Monique looked over at her friend and smiled sweetly-a sure sign she was going to go off. Again. "I really wanna thank you for bringing that up, Kim. That's another thing I'm ticked off at. I'm am paying 25 CENTS supposedly for chips. Has anyone noticed that half the bag is air? Why the heck am I paying for air? WHY THE HECK AM I PAYING FOR AIR? I'm getting it for free right now! So in actuality, I should be paying 12 ½ cents BUT if you round it, that's 12 cents."
Kim looked confused. "Actually, that would be 13 cents, not-"

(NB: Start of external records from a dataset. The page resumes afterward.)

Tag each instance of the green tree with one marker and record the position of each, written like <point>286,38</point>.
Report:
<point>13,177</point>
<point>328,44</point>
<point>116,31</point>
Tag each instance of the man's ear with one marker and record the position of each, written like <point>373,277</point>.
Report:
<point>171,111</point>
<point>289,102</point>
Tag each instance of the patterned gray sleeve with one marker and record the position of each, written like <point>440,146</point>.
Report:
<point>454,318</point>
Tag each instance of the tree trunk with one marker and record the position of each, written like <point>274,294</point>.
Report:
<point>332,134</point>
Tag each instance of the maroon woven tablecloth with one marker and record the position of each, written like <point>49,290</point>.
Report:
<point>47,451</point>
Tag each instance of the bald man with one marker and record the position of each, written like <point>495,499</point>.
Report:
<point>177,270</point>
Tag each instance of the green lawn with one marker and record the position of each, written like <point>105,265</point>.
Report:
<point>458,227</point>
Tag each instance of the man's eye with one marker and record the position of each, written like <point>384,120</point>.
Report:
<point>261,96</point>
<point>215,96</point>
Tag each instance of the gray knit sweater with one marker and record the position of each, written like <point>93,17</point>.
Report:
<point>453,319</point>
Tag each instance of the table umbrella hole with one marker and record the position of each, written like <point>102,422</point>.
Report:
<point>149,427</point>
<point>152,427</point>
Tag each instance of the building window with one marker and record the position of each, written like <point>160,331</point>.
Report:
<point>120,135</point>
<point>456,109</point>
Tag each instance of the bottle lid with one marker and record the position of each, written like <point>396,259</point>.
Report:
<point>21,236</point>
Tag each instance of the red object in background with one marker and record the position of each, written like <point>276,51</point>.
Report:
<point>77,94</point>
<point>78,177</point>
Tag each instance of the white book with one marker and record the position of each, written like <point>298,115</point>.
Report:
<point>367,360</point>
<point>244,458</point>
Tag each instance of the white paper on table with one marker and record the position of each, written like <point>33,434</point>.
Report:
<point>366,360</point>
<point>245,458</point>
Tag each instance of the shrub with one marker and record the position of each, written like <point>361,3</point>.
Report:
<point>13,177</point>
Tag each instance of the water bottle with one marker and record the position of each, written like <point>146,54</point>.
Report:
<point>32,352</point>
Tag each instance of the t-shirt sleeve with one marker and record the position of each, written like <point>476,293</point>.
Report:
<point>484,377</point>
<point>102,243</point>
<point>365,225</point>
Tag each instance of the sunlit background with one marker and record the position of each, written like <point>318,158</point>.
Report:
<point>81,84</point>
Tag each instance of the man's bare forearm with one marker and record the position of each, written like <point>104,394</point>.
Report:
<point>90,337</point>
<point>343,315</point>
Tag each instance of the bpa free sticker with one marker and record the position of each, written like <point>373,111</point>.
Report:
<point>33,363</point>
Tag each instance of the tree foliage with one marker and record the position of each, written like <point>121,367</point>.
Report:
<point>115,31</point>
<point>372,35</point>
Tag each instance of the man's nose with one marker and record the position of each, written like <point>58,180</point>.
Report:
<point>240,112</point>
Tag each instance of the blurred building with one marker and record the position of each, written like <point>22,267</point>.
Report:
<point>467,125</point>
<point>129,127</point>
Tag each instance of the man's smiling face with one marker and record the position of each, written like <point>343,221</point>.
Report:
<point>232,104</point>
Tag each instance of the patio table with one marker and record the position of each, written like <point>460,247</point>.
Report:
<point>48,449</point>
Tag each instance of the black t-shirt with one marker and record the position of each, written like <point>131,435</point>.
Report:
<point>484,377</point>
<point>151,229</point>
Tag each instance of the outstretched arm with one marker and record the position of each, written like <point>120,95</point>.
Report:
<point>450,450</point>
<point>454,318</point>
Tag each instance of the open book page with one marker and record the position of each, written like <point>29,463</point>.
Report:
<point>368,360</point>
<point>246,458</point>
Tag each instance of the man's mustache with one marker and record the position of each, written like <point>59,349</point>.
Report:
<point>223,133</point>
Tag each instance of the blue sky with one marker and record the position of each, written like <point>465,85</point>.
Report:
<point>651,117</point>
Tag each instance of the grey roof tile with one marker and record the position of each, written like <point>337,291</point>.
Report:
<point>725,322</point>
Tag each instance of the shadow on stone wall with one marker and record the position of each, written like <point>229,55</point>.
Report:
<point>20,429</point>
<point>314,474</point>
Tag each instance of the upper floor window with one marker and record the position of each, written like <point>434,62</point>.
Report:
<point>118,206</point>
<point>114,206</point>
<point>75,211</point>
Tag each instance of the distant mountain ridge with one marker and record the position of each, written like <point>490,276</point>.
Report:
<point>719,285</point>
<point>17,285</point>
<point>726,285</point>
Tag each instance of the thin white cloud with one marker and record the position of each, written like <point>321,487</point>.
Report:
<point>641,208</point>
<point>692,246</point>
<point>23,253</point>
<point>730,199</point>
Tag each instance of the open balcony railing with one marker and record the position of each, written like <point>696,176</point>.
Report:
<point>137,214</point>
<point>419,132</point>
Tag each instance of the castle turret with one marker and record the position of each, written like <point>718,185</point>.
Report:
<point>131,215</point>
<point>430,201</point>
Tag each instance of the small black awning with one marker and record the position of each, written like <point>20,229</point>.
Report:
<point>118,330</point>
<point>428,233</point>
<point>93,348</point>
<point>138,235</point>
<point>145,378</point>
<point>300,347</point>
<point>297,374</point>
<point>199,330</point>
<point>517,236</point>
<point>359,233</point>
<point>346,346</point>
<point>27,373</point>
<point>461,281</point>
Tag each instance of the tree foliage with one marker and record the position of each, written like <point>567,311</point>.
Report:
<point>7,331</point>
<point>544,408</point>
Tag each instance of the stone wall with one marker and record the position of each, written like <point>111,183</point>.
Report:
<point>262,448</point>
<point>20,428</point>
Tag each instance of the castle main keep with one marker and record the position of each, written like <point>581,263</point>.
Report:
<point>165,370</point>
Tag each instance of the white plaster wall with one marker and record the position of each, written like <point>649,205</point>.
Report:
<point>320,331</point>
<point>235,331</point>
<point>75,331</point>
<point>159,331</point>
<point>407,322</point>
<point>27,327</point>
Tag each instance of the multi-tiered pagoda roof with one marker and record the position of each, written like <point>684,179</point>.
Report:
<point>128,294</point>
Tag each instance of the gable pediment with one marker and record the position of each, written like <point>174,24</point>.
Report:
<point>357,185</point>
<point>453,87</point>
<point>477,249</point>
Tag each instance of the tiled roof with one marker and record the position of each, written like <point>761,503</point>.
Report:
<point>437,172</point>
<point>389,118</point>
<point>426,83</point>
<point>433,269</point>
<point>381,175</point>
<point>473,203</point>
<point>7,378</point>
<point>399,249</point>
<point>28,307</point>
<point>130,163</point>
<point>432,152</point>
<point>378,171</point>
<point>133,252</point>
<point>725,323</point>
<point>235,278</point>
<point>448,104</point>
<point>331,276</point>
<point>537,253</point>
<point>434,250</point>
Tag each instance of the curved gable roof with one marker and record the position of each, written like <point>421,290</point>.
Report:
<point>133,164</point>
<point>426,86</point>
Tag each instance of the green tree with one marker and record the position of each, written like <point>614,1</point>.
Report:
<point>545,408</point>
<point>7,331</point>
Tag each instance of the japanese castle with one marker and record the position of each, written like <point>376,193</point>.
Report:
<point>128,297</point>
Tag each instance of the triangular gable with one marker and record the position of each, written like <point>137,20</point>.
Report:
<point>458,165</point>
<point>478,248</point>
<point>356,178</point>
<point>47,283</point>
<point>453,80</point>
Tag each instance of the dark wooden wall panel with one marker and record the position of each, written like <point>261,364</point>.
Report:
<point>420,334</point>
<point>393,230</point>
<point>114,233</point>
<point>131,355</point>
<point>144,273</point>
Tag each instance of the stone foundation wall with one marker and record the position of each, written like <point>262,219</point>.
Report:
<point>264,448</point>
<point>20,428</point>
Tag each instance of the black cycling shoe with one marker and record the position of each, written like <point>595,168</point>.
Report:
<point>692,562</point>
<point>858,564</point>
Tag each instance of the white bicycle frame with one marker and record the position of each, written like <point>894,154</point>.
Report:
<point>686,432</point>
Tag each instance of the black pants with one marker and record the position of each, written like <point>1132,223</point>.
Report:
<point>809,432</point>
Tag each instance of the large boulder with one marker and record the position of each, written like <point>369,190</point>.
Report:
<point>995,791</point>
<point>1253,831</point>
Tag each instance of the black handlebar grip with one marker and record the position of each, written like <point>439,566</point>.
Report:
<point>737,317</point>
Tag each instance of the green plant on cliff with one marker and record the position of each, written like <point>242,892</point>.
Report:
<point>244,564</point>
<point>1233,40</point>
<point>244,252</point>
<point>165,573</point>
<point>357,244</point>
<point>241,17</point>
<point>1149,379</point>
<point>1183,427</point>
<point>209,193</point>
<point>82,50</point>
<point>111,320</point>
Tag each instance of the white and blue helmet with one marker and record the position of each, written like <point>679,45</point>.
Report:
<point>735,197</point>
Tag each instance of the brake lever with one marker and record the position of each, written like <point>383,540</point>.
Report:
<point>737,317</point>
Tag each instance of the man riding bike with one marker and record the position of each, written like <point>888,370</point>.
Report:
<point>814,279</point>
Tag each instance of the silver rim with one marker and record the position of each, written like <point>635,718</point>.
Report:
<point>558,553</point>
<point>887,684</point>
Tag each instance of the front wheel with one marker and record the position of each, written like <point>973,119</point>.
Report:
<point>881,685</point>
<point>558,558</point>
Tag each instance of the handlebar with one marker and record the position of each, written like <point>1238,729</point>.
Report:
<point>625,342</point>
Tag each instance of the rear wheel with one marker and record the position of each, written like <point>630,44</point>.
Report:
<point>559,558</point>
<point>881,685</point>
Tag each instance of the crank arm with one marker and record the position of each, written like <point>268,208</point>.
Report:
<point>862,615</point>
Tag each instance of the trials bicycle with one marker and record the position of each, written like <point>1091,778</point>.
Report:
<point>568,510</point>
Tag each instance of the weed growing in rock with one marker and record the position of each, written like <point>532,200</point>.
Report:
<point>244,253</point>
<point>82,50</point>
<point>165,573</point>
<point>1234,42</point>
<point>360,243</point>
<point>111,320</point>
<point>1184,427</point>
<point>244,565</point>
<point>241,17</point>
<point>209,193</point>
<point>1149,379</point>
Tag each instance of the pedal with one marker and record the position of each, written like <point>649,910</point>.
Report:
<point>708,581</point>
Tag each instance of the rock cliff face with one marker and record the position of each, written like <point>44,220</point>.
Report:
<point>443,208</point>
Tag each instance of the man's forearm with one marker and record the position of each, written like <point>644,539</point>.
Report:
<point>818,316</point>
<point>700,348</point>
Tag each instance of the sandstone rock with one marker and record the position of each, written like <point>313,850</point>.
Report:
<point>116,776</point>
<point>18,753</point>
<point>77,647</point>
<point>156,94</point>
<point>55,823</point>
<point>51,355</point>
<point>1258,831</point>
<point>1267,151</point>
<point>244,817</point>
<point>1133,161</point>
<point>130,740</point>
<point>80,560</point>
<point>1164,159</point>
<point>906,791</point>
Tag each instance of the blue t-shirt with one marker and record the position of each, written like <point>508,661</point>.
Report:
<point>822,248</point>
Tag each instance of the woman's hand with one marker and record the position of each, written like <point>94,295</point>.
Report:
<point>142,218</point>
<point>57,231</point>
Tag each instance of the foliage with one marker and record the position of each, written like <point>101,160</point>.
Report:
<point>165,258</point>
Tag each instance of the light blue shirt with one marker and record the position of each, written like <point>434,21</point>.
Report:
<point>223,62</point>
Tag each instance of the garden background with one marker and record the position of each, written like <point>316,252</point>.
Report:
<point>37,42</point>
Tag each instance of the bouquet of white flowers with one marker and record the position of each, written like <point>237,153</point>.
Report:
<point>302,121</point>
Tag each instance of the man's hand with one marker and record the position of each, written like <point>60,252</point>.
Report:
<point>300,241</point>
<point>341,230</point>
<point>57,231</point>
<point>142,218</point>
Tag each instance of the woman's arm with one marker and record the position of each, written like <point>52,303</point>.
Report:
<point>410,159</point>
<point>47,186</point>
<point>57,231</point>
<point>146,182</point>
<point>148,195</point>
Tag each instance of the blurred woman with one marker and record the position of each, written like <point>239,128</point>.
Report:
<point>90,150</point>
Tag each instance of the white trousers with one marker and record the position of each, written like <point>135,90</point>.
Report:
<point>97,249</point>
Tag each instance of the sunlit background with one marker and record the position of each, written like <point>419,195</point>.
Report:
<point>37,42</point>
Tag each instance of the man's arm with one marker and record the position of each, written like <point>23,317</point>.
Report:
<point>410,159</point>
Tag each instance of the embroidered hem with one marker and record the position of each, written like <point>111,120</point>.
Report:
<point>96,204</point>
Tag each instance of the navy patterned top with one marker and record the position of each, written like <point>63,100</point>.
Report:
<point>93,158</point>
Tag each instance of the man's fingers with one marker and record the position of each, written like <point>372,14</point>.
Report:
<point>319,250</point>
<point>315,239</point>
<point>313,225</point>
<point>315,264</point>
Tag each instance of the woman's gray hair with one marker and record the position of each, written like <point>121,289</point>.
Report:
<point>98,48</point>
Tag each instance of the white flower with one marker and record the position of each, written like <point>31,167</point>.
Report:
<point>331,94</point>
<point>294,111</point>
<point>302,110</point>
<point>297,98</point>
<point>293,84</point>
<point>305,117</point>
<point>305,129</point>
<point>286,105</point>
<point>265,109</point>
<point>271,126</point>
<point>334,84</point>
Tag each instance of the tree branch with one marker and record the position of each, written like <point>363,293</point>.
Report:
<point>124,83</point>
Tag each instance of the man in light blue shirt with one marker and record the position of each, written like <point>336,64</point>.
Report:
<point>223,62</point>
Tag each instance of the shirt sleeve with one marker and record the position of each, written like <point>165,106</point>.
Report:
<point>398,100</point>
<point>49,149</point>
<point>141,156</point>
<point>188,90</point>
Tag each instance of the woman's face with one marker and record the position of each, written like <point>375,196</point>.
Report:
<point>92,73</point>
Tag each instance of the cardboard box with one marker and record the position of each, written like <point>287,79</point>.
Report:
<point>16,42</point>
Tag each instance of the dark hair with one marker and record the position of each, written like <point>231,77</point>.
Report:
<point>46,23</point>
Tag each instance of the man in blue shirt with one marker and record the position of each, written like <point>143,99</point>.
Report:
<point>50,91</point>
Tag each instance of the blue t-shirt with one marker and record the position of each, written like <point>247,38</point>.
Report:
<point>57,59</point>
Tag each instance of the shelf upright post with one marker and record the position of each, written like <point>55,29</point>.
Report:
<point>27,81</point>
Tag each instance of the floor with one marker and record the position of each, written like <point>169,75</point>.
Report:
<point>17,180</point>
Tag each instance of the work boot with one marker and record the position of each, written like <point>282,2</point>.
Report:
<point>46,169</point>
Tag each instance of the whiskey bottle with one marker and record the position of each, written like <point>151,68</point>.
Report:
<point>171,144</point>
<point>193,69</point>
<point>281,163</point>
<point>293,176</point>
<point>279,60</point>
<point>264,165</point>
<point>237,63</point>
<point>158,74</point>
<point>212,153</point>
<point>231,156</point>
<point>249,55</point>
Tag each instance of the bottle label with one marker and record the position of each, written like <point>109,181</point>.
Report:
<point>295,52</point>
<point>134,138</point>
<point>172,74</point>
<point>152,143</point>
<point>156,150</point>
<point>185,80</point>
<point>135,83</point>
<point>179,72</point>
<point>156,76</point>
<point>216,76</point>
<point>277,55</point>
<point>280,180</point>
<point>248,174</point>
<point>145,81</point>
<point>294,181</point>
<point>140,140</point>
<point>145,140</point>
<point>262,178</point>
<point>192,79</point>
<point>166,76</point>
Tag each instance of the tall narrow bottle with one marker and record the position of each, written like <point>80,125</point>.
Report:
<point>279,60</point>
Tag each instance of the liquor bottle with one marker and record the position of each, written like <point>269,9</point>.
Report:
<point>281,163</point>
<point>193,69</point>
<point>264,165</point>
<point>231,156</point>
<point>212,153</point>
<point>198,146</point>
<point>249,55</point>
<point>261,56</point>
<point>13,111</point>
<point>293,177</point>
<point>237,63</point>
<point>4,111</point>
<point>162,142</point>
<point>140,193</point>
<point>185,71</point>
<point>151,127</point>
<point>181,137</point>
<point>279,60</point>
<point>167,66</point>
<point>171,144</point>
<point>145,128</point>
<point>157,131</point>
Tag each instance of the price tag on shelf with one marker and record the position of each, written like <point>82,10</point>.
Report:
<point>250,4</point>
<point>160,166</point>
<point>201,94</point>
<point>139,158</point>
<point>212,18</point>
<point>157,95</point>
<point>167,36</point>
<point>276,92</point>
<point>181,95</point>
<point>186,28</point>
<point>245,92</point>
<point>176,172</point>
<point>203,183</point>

"You. No talking," Monique said firmly. Then she continued, "And nobody likes to deal with pennies, so let's round it further to 10 cents. I'm saving 15 FREAKING CENTS RIGHT THERE!" In her great zeal (and necessity for emphasis), she reached over, grabbed a bag of Doritos (Double Cheese!), and stomped on it with her heel.
"Hey, you're paying for that!"
Monique dug into her purse and threw down a dime.
"15 more, 15 more."
Honestly, was he even listening?
Monique's eyes narrowed and she turned around to face the man behind her. "Try and make me, cause I sure as heck ain't paying for air." Then she turned back to the people, who were still too stunned to move. "SAY IT WITH ME PEOPLE! ALL THESE CENTS DON'T MAKE NO SENSE! ALL THESE CENTS DON'T MAKE NO SENSE!
The man sighed as his forefinger hovered above the 'Security' button. "Please, don't make me do this. Just pay and go."
In response, Monique leaped down and knocked over several displays.
"What's the sitch, Hobble? Dear God, that girl is rubbing off on me."
"Heh. That tends to happen around her. Anyway, we've got a code 937 on the corner of Evergreen and Main Street. You nearby?"
"I'm on my way."
"Omigosh, is she all right?" Monique's mother rushed into the police station, a blur of soft lavender. "What happened?"
"I'm afraid your daughter got herself into some trouble this afternoon…" answered an officer.
The older woman peered into the cell he was pointing to, wherein sat her only daughter shivering on a bench, keeping as far away as possible from an inmate covered with tattoos.
Five minutes later, she was dragging her only daughter by her ear out of the station. "What have we said about protesting things we can't do anything about in highly populated places?"
"Don't."
Guess what everyone? I submitted this at exactly midnight (at least, according to my digital clock) so I have the first story on for 2006! Happy New Year, everyone. Don't drink and drive.